PANCRASE 1999 BREAKTHROUGH TOUR 1999.01.19 後楽園ホール

第4試合 10分1本勝負
  • 山田学
  • vs
  • デビッド・モア
○山田学(0分20秒、チョークスリーパー)デビッド・モア×

山田選手がチョ-クで最短記録20秒・レフリ-ストップという形での勝利でした。モア選手は久々のパンクラスのリングという事で、そうとう心に期するものもあった様で試合前なんかも色々な技術を出してみたいとすごく燃えていたんですが、それが最短記録という形で殆ど何も出来ない、タックル1本出しただけで終わってしまったという事で是非ともその技術を次の出場の機会に見せてもらいたいですね。

モア選手の為に言いますが、決して最短記録というのは弱いから最短記録というわけではありません。果敢に攻めて行くという、まずアグレッシブなタフな精神が無ければ早めの決着というのはありません。様子を見てぐるぐる回っていれば、時間は過ぎて行きますから中途半端な事をやっていればだらだらと時間はどんどん過ぎていきます。野球で言えば直球で勝負するからホ-ムランも打たれるわけで自分からド-ンと出て行って相手を倒して自分の試合にするんだというものがお互いにあるから、刀の刃こぼれの様に一瞬にして壊れてしまうという事もありえるわけです。

勝った山田選手の話をすれば、珍しく山田選手はここのところちょっと自分の復帰という段階から徐々に試合への欲という事。またいろいろな形で実戦の中で勉強して、経験を積んで行こうというところで色々と特訓をしたり、色々と研究をしたりというところで余念がなかったと思います。しかし試合前に珍しく緊張をしていました。まあ、そういうところでいつもの山田選手らしくないかなと思いましたが、リングインした姿を見るともう相変わらずの集中力。山田選手の凄いところは集中力にあります。そういうところでしっかり自分の中に備わっていた、力を充分に貯めていたというところはこの勝利に繋がっていたかもしれないですね。

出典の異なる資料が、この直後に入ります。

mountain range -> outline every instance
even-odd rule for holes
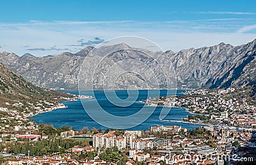
[[[121,49],[130,48],[129,45],[120,43],[97,51],[116,47]],[[86,47],[76,54],[63,52],[58,56],[45,57],[35,57],[30,54],[20,57],[14,53],[3,52],[0,53],[0,62],[35,85],[47,88],[76,90],[77,89],[80,67],[93,49],[93,47]],[[176,72],[178,86],[212,89],[256,84],[256,39],[238,46],[220,43],[211,47],[182,49],[177,52],[168,51],[164,54],[142,49],[136,50],[139,49],[158,56],[160,61],[163,56],[168,56]],[[124,54],[132,58],[140,57],[145,61],[149,60],[145,55],[139,54],[138,51],[119,52],[116,56]],[[93,65],[92,63],[88,65],[88,68],[90,65]],[[130,65],[132,65],[132,63]],[[147,78],[150,78],[152,75],[148,74],[150,73],[147,74]],[[127,77],[125,81],[135,84],[143,81],[143,78],[138,75]],[[124,88],[124,82],[118,82],[116,85],[120,89]],[[138,87],[144,88],[141,84]]]
[[[63,97],[74,97],[66,93],[36,86],[1,63],[0,70],[0,107],[19,109],[21,107],[30,106],[31,104],[36,105],[42,100],[56,104],[63,100]],[[13,106],[14,104],[20,106]]]

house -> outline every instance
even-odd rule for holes
[[[22,159],[13,159],[8,161],[10,165],[21,165],[22,164]]]
[[[150,155],[148,153],[139,152],[133,155],[133,160],[143,162],[150,157]]]

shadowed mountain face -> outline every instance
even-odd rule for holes
[[[236,47],[221,43],[212,47],[191,48],[175,53],[168,51],[165,54],[158,54],[170,57],[176,70],[178,86],[227,88],[255,84],[255,44],[256,40]],[[124,43],[113,47],[130,48]],[[0,62],[39,86],[77,89],[80,67],[92,49],[87,47],[76,54],[64,52],[56,56],[45,57],[29,56],[20,58],[13,53],[4,52],[0,53]],[[113,47],[104,47],[97,51],[104,51],[104,49],[111,50]],[[136,52],[130,51],[129,56],[138,56],[132,54]],[[143,59],[143,57],[141,56],[141,58]],[[132,77],[129,77],[129,81],[132,81]],[[124,84],[122,84],[119,88],[123,88]]]
[[[72,95],[35,86],[0,63],[0,107],[12,107],[14,103],[36,104],[43,100],[54,102]],[[8,104],[6,103],[8,102]]]

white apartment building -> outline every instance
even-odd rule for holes
[[[153,148],[151,141],[148,139],[135,139],[131,143],[131,148],[135,150],[143,150],[145,148]]]
[[[125,148],[125,139],[121,137],[116,137],[113,134],[102,134],[99,133],[93,136],[93,146],[101,148],[112,148],[116,146],[118,150]]]
[[[135,139],[135,135],[129,132],[126,132],[124,134],[124,138],[125,139],[126,145],[130,145],[132,140]]]

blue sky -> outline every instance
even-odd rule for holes
[[[255,1],[0,1],[0,52],[75,52],[120,36],[149,39],[164,50],[256,38]]]

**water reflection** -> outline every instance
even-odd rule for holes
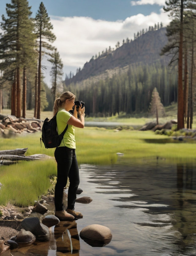
[[[84,192],[77,197],[92,199],[89,204],[76,204],[83,218],[77,223],[61,222],[51,229],[49,242],[12,251],[13,256],[196,255],[196,161],[120,161],[110,166],[81,166]],[[53,201],[48,203],[52,209]],[[111,229],[109,244],[92,247],[80,238],[80,231],[92,224]]]

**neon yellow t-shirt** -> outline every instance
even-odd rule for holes
[[[64,109],[60,109],[56,115],[56,122],[57,125],[57,132],[59,135],[65,130],[67,122],[72,115]],[[66,146],[70,148],[76,148],[75,139],[75,129],[73,125],[68,125],[68,128],[64,134],[59,147]]]

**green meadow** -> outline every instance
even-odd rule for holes
[[[167,162],[187,162],[196,158],[196,143],[165,143],[168,136],[151,131],[114,130],[85,127],[75,128],[76,154],[79,164],[107,165],[119,162],[141,163],[144,159],[165,159]],[[9,138],[0,137],[0,149],[28,147],[26,155],[44,154],[54,156],[54,149],[41,148],[41,132],[17,134]],[[118,157],[116,153],[124,154]],[[0,167],[0,204],[9,202],[18,206],[33,204],[47,193],[49,177],[56,175],[54,158],[45,161],[21,162]]]
[[[196,144],[162,143],[168,136],[156,135],[151,131],[123,130],[118,132],[104,128],[75,128],[76,154],[79,164],[107,164],[115,162],[116,153],[125,158],[159,157],[171,158],[195,158]],[[26,155],[44,154],[54,156],[54,149],[45,149],[40,139],[41,133],[17,134],[1,138],[1,149],[28,147]]]

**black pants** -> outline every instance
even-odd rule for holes
[[[63,210],[63,188],[67,184],[67,177],[70,184],[68,190],[67,209],[74,210],[76,192],[80,183],[79,169],[75,150],[67,147],[57,148],[55,157],[57,163],[57,181],[55,192],[55,210]]]

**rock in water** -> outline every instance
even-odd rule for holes
[[[21,229],[17,233],[15,242],[20,247],[23,247],[30,245],[36,240],[36,238],[31,232]]]
[[[81,189],[81,188],[78,188],[77,190],[77,192],[76,192],[76,194],[77,195],[80,195],[81,193],[82,193],[83,192],[83,190],[82,189]]]
[[[48,215],[42,220],[42,223],[49,228],[57,225],[60,222],[59,219],[54,215]]]
[[[18,247],[18,244],[13,240],[8,240],[7,241],[7,243],[10,246],[10,249],[11,250],[13,249],[16,249]]]
[[[80,236],[91,246],[98,247],[107,244],[112,237],[110,229],[97,224],[84,228],[80,232]]]
[[[39,202],[37,202],[37,204],[33,207],[32,210],[41,214],[44,214],[47,211],[48,209],[45,206],[42,205]]]
[[[92,201],[92,199],[89,196],[83,196],[77,198],[76,202],[81,204],[89,204]]]
[[[38,241],[47,241],[50,237],[49,229],[46,226],[40,223],[37,217],[26,218],[18,227],[19,230],[24,229],[30,231],[36,236]]]
[[[0,240],[0,255],[2,255],[5,252],[9,249],[9,246],[5,245],[4,244],[4,241],[3,240]]]

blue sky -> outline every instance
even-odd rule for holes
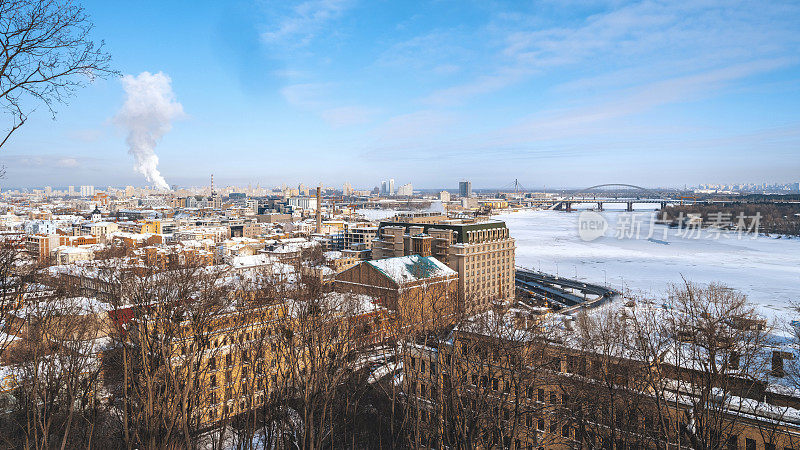
[[[84,2],[184,116],[170,184],[800,181],[800,3]],[[2,149],[4,186],[144,185],[119,79]]]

ところで基本的に山田選手は上半身のちょっと固い状態がイメ-ジとして多くありました。ビルドアップという事もあるんですが、かなり背中を反らせて強い上体を作ろうという部分がありました。その上体が柔術の軟らかい動作をしようというところにやはり少し動きの不条理があった様に見受けられたのですが、今回は剛から柔に見事にチェンジして試合に臨めたのではないかなと思います。それがモア選手のタックルを受けた時の空中の姿勢であるとかタックルを処理してフロントネックの様な形で腕を首に差し入れた後に山田選手の身体がしっかりとモア選手の胴に密着していた、その密着力というところで山田選手がもの凄く力が抜けて良い感覚でリングに立っていたんだなという事がうかがい知れていたと思います。

ですからこういう剛から柔にというところに手応えを感じて来ると山田親分のいよいよ真骨頂が出て来るんではないかという形で、決して20秒の勝負で勝って、最短記録を出したから山田いいぞという事では無いと思います。山田選手が迷っていたものから活路を見いだす為の出口を何となく感覚でみつけて来たのではないかと、そこに山田選手の恐ろしさを何となく感じるそんな試合だったと思います。期待出来ると思います。